Two dozen defendants were indicted on federal conspiracy charges after a transnational, multi-year investigation into an alleged human smuggling and labor trafficking operation that illegally imported agricultural workers from Mexico, Guatemala, and Honduras, fraudulently using the H-2A visa program, and kept them in brutal conditions on Georgia farms, the U.S. Attorney’s Office for the Southern District of Georgia announced.

The newly unsealed, 54-count indictment in USA v. Patricio et al. details felony charges resulting from “Operation Blooming Onion,” an Organized Crime Drug Enforcement Task Forces (OCDETF) investigation. The multi-agency investigation, led by Homeland Security Investigations and other federal agencies, spanned at least three years. The 53-page indictment documents dozens of victims of “modern-day slavery” brought to the United States as contract agricultural laborers. 

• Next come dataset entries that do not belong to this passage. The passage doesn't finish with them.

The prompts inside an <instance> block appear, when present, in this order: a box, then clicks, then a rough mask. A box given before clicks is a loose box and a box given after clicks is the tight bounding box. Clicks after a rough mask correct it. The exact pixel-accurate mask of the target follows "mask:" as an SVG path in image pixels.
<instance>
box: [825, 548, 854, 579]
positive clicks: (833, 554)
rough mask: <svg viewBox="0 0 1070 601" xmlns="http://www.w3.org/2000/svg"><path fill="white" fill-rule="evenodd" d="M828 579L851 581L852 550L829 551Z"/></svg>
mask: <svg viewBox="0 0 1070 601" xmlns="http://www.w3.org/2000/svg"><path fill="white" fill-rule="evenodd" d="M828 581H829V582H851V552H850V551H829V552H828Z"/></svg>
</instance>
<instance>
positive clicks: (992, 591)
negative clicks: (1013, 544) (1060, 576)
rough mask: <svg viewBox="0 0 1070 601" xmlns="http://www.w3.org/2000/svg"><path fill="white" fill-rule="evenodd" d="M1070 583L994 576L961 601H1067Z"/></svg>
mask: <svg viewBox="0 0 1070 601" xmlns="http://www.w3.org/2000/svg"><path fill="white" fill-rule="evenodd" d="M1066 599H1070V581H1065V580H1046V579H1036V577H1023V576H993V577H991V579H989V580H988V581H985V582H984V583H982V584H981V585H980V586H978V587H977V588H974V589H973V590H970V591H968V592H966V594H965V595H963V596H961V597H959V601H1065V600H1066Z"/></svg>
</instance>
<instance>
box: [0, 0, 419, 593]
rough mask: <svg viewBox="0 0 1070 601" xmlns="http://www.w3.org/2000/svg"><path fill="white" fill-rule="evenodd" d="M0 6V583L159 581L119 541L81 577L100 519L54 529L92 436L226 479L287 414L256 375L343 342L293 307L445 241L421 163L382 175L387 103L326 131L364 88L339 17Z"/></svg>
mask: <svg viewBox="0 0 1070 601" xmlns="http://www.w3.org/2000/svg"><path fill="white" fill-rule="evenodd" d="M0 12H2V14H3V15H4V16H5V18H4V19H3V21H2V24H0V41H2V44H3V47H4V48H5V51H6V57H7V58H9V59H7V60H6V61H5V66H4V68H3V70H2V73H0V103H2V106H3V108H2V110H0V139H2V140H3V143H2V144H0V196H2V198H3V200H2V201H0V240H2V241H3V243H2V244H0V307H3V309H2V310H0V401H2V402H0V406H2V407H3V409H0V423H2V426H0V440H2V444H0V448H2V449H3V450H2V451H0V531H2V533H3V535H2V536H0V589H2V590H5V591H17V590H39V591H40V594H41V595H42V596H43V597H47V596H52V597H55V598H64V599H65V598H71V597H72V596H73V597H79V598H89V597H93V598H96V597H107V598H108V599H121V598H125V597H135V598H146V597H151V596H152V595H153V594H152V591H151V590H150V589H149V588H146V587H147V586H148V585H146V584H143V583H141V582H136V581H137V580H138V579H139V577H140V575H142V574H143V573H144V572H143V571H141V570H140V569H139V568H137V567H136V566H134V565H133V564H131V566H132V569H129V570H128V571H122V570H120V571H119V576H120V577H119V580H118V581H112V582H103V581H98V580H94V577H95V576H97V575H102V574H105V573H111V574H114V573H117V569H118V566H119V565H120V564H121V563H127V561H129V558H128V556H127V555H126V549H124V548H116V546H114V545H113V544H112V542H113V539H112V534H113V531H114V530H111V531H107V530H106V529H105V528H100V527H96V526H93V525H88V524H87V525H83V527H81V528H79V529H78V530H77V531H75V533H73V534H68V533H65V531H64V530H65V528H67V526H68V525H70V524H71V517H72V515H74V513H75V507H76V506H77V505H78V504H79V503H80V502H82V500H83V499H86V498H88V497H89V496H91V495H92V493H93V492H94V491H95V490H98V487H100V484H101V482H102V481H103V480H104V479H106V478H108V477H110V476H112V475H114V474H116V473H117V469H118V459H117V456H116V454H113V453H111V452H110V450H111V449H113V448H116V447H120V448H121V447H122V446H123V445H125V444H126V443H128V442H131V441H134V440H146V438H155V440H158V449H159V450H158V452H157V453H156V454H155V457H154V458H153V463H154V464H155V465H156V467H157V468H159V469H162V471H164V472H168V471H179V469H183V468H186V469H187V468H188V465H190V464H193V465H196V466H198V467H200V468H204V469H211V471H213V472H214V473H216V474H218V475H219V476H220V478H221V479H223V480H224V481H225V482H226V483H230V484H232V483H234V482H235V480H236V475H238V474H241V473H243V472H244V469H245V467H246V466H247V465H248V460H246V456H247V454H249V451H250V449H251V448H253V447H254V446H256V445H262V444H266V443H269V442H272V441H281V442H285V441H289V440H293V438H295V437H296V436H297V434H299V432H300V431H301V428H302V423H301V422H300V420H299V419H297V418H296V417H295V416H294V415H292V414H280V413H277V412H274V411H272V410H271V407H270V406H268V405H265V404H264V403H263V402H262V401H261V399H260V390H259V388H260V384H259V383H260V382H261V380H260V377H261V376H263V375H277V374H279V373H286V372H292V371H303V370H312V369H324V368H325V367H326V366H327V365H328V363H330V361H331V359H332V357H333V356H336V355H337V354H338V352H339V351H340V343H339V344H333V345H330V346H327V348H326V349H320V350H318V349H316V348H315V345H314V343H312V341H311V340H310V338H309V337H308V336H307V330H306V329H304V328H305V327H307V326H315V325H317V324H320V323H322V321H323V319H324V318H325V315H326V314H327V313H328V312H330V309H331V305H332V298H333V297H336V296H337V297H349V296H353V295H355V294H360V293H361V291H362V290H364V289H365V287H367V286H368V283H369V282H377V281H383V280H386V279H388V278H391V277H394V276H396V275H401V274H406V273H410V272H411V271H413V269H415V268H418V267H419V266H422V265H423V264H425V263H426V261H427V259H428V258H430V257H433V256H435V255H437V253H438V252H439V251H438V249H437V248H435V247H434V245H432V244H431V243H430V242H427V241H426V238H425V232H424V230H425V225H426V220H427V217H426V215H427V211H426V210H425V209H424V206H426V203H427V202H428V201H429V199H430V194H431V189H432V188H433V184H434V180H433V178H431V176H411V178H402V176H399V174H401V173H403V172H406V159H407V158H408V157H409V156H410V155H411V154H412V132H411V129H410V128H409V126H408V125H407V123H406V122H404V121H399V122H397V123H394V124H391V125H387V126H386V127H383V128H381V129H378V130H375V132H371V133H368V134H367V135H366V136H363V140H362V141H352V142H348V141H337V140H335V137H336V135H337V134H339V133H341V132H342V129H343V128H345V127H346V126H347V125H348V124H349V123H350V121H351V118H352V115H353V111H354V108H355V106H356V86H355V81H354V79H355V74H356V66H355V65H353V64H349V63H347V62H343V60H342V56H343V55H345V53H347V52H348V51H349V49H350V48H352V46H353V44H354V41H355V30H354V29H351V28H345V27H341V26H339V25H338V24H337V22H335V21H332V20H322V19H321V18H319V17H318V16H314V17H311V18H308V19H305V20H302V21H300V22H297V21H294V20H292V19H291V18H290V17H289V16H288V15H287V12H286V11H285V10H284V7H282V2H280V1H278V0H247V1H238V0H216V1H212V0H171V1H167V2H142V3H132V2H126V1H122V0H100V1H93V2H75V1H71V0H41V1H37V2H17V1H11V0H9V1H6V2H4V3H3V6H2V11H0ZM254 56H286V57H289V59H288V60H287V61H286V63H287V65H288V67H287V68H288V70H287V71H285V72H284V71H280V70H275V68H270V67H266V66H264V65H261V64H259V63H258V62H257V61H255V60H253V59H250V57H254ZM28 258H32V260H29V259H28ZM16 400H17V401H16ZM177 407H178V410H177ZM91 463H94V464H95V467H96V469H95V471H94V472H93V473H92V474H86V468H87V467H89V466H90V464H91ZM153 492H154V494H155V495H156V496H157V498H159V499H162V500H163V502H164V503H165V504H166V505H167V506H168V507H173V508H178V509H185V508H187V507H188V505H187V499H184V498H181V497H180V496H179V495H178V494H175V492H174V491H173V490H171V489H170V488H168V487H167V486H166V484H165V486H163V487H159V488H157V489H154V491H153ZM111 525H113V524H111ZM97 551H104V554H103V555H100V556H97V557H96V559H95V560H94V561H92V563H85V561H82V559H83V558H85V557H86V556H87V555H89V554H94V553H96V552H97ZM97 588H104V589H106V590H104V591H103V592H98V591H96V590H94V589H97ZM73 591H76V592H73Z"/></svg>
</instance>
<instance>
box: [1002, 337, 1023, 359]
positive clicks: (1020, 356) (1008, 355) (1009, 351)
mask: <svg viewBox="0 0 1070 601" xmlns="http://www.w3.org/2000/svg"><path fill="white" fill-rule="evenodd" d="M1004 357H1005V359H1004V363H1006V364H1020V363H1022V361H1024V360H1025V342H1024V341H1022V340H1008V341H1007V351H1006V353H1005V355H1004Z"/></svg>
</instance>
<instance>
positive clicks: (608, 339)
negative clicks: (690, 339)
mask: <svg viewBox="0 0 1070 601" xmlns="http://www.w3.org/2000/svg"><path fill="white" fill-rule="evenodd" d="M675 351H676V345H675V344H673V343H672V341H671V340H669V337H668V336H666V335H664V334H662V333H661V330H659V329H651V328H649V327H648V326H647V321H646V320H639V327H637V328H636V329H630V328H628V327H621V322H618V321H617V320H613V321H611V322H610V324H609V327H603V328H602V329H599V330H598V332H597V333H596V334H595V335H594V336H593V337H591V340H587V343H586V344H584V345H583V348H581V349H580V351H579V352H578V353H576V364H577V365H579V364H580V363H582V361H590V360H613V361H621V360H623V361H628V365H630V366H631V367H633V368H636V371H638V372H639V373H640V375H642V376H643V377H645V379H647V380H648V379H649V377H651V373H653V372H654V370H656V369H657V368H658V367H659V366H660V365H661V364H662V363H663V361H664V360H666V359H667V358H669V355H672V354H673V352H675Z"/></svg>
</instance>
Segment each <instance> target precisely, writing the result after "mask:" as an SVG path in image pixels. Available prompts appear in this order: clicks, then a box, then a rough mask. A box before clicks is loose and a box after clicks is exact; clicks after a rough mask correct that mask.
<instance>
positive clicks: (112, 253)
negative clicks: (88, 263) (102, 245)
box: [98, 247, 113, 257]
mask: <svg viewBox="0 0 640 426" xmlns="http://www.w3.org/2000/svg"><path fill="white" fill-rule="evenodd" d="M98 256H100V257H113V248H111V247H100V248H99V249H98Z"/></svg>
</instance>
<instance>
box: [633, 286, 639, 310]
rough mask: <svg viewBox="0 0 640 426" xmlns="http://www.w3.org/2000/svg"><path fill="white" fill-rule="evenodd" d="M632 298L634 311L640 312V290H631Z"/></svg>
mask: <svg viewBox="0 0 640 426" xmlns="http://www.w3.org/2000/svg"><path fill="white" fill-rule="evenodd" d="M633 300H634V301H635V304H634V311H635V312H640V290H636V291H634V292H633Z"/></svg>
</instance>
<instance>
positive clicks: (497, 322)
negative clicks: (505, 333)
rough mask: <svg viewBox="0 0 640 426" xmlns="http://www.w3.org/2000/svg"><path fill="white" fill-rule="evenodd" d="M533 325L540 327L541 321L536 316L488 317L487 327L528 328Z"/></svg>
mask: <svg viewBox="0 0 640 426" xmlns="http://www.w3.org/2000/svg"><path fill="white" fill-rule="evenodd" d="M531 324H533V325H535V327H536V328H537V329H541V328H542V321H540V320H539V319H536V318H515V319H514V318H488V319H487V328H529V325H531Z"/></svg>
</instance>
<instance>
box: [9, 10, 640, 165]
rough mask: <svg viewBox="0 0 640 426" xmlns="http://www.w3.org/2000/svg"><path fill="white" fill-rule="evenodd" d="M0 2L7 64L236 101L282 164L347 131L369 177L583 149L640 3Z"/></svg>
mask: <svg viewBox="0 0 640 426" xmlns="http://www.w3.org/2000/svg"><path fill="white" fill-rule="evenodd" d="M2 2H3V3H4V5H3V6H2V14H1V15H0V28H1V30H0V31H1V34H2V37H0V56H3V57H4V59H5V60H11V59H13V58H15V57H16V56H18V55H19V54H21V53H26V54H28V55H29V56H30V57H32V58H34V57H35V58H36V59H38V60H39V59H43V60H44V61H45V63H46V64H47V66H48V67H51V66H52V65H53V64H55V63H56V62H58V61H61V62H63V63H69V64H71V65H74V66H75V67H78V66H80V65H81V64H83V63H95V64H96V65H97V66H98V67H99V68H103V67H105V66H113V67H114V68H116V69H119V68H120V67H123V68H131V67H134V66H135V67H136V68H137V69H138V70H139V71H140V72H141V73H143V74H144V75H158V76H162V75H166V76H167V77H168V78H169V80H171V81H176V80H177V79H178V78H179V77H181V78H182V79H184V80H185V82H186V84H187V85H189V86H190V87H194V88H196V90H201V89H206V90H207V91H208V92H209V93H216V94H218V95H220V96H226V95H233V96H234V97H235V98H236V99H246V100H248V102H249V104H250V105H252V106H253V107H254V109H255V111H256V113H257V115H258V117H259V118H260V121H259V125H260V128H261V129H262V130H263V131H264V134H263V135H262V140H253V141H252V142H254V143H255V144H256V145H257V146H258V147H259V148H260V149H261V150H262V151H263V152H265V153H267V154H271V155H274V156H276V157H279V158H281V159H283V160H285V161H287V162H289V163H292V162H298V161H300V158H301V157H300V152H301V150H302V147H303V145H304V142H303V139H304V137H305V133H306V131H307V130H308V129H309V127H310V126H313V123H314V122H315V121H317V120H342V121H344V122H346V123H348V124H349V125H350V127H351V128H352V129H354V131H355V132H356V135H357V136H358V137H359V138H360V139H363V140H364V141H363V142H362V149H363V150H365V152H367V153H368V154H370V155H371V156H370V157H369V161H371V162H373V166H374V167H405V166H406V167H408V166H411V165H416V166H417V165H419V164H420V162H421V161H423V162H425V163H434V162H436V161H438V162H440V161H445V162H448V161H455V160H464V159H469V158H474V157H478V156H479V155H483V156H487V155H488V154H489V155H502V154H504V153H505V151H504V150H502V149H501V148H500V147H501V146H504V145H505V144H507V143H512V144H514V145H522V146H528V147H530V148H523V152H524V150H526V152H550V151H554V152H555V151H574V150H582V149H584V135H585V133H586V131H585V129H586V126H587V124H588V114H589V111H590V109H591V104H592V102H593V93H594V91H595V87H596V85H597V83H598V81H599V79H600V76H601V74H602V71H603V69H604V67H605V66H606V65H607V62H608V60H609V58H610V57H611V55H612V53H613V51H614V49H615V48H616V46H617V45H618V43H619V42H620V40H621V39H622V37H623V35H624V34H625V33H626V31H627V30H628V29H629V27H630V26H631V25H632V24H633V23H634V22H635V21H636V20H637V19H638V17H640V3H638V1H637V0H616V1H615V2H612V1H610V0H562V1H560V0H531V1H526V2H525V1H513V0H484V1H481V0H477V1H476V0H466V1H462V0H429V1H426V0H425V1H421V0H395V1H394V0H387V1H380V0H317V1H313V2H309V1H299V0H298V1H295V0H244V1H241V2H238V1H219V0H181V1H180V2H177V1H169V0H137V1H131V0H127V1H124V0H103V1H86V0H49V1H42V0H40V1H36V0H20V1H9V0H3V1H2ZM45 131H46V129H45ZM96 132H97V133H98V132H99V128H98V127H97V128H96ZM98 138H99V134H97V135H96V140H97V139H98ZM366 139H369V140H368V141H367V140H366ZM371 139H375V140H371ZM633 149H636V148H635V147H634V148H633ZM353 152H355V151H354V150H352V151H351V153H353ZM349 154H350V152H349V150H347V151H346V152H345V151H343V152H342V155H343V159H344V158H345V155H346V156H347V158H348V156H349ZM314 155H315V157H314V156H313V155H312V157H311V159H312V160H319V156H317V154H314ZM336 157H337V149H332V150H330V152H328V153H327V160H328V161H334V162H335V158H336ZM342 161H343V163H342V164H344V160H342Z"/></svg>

According to a statement from the U.S. Attorney’s Office, exploitation of the workers included “being required to dig onions with their bare hands, paid 20 cents for each bucket harvested, and threatened with guns and violence to keep them in line. The workers were held in cramped, unsanitary quarters and fenced work camps with little or no food, limited plumbing and without safe water. The conspirators are accused of raping, kidnapping and threatening or attempting to kill some of the workers or their families, and in many cases [the conspirators] sold or traded the workers to other conspirators. At least two of the workers died as a result of workplace conditions.” The perpetrators are alleged to have received more than $200 million from the scheme, which also included money laundering and witness intimidation and tampering.